Chatham High graduate Greg Linton came up from Brooklyn to run in Sean’s Run for the first time. He finished 66th with a time of 21:49. “I liked the course,” he said. “A lot of hills — makes it more challenging.” He said the only thing he didn’t like was the double-back on Pond Hill.

CHS track team hurdler Gabe Franck, who ran the course in 24 minutes, called Pond Hill “heartbreak hill.”

“I started out ahead, but died off on the hill,” he said. But he said it’s a good course. His mother, artist Mary Ann Davis, also competed, coming in at 32:22. She said Gabe had to sign a four-page document to attend the prom saying that he wouldn’t drink or drive with anyone who had been drinking.

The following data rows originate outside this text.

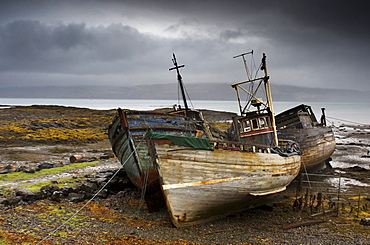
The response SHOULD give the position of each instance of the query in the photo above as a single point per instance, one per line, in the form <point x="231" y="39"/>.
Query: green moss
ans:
<point x="70" y="181"/>
<point x="24" y="176"/>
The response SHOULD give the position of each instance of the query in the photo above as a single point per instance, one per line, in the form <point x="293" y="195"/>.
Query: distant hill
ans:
<point x="204" y="91"/>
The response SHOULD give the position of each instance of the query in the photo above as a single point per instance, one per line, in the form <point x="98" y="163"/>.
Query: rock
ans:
<point x="11" y="201"/>
<point x="7" y="169"/>
<point x="44" y="165"/>
<point x="56" y="196"/>
<point x="104" y="157"/>
<point x="87" y="187"/>
<point x="92" y="159"/>
<point x="103" y="193"/>
<point x="365" y="221"/>
<point x="76" y="197"/>
<point x="25" y="194"/>
<point x="48" y="190"/>
<point x="65" y="190"/>
<point x="25" y="169"/>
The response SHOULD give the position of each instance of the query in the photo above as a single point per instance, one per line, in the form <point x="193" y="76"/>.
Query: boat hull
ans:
<point x="317" y="144"/>
<point x="201" y="185"/>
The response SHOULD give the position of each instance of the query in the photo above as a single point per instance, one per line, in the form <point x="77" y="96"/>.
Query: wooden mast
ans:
<point x="179" y="78"/>
<point x="269" y="98"/>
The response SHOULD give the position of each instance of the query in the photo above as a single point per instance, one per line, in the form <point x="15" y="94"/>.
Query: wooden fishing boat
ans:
<point x="202" y="177"/>
<point x="316" y="140"/>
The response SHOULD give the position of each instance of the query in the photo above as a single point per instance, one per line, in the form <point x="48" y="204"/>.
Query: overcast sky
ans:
<point x="313" y="43"/>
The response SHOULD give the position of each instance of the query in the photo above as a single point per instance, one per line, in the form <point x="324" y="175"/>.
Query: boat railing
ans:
<point x="240" y="146"/>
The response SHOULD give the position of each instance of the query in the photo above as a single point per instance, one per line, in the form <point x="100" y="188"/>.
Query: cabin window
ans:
<point x="268" y="122"/>
<point x="246" y="126"/>
<point x="263" y="123"/>
<point x="254" y="124"/>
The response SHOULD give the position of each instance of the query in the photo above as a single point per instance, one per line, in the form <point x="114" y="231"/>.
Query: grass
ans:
<point x="14" y="176"/>
<point x="70" y="181"/>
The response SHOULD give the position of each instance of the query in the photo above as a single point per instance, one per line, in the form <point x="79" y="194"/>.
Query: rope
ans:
<point x="78" y="211"/>
<point x="346" y="120"/>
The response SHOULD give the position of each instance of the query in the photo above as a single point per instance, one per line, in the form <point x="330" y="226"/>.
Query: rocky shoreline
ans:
<point x="87" y="206"/>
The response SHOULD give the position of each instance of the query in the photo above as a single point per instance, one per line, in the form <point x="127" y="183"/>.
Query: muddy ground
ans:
<point x="32" y="135"/>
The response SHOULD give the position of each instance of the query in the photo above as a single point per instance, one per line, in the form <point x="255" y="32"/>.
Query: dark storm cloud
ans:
<point x="311" y="43"/>
<point x="72" y="48"/>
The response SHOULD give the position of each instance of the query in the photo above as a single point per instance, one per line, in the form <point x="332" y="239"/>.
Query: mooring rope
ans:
<point x="343" y="120"/>
<point x="78" y="211"/>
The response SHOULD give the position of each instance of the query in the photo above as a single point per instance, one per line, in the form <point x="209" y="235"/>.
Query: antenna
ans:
<point x="179" y="78"/>
<point x="245" y="63"/>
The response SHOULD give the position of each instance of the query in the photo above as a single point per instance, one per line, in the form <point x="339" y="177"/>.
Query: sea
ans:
<point x="336" y="113"/>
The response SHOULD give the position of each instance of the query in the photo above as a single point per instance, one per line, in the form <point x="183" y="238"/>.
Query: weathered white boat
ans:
<point x="202" y="177"/>
<point x="316" y="140"/>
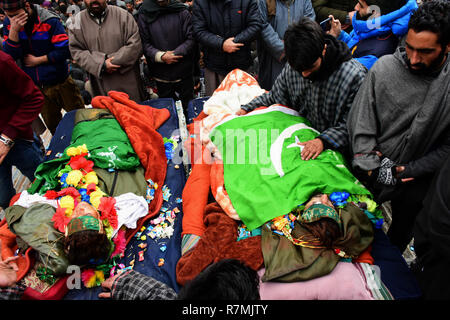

“I’ve got to hand it to the French family,” she said. “This has taken on a life of its own.”

Coming in 55th out of 771 competitors, with a time of 21:05, was Robert Sansaricq. Sansaricq, who is autistic, ran Sean’s Run as his first competitive race a year ago, coming in at 25:37. He ran a number of races over last summer and continued training with his father, Ralph, throughout the winter.

Ralph was hoping his son would break 20 minutes, but he settled for coming in 4.5 minutes ahead of 2010.

“He was very brave,” Ralph Sansaricq said. “He competed. You’re competing against high school and college kids — he was holding his own.”

Awards, Grants, Speeches
Prior to the races, there were some awards and grants handed out in the high school auditorium.

The Outstanding Cross-Country runner went to Edinger and to Kevin Terbush of Burnt Hills High, Saratoga County.

The Columbia County Love of Running Awards went to Cailey Nieto of Chatham High and Max Ocean of Hawthorne Valley High.

The Chatham High Respect for All Awards went to Mylessa Sweet and Ryan Behrens.

Chatham Mayor Tom Curran said he was “impressed by this organization and the job they do educating youth about substance abuse.”

Chatham Central School District Superintendent Cheryl Nuciforo said, “The whole community is coming together to give a strong message to young people.”

Roger Coleman, publisher of Hudson-Catskill Newspapers, called Sean’s Run “one of the finest community events I’ve seen in 35 years of publishing” and predicted it would be around for years to come.

David Cutler is the first vice-president of First Niagara Bank, which has been the presenting sponsor for the past six years.

“I can’t tell you how proud I am,” he said. “It’s a great cause and we hope to be a presenting sponsor for years to come.”

With that, he handed Chairman Jeff French a check made out to Sean’s Run for $10,000.

Finally, $500 grants were presented to Students Against Drunk Driving chapters and similar groups at Averill Park, Berlin, Chatham high and middle schools, Mohanesen, Pine Plains/Stissing Mountain, Hoosick Falls, Hudson City Youth Department, the Peer Leadership Club in Lynch, Schodack/Castleton, Remove Intoxicated Drivers in Schenectady, Choices 301 in Albany and the Marathon Project in Dutchess County.